The company did not respond to a request for comment.

If the tribe concludes that the Army Corps' recent reassessment of environmental impacts posed by the pipeline was insufficient, and they decide to challenge the findings in court, there is still a chance they could stop the pipeline, though the odds of such an outcome are slim.

"Once the pipeline is constructed and the oil is flowing, it's very difficult for courts to have the stomach to overturn decisions that resulted in that outcome," said Sarah Krakoff, a professor of Native American law at the University of Colorado Law School. "This administration won't last forever and when there is different direction from above to the Army Corps and other agencies, then maybe the decisions about the pipeline can change."

Tribes Are Challenging Other Pipelines, Too

The recent memo by the Army Corps comes amid recent successes and capitulations by other tribes challenging pipelines elsewhere in North America.

On Aug. 30, First Nations in British Columbia won a lawsuit against the Canadian government and the Trans Mountain Pipeline company that halted the proposed $7.4 billion Trans Mountain pipeline expansion, which would ship tar sands crude oil from Alberta to British Columbia. The court determined that the Canadian government's environmental impact and public interest assessment for the project was flawed and failed to consult Indigenous peoples.

On Aug. 31, the Fond du Lac Band of Lake Superior Chippewa in Minnesota signed an agreement with pipeline company Enbridge and accepted an unspecified sum to allow the company to construct its proposed Line 3 pipeline through the tribe's reservation.

The Band was faced with having the pipeline skirt their reservation or pass directly through it, something Indigenous advocates say was a choice between two evils.

Prior to the agreement, the Band, along with other Minnesota tribes, had challenged a favorable environmental assessment of the pipeline by the state's Public Utilities Commission.

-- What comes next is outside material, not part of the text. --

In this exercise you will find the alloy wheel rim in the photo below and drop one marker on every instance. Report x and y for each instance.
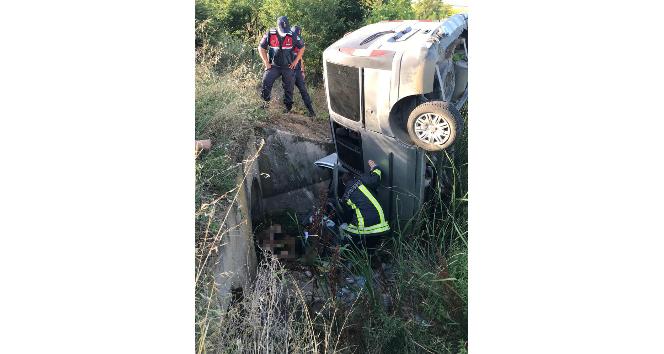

The Fond du Lac Band dropped its legal challenge to the environmental assessment as part of the agreement, according to Frank Bibeau, legal counsel for Native environmental advocacy group Honor the Earth.

"You shouldn't have to trade your ecosystem to have quality of life and decent infrastructure, and that is basically what tribes are being forced to do," Winona LaDuke, Honor the Earth's Executive Director, said.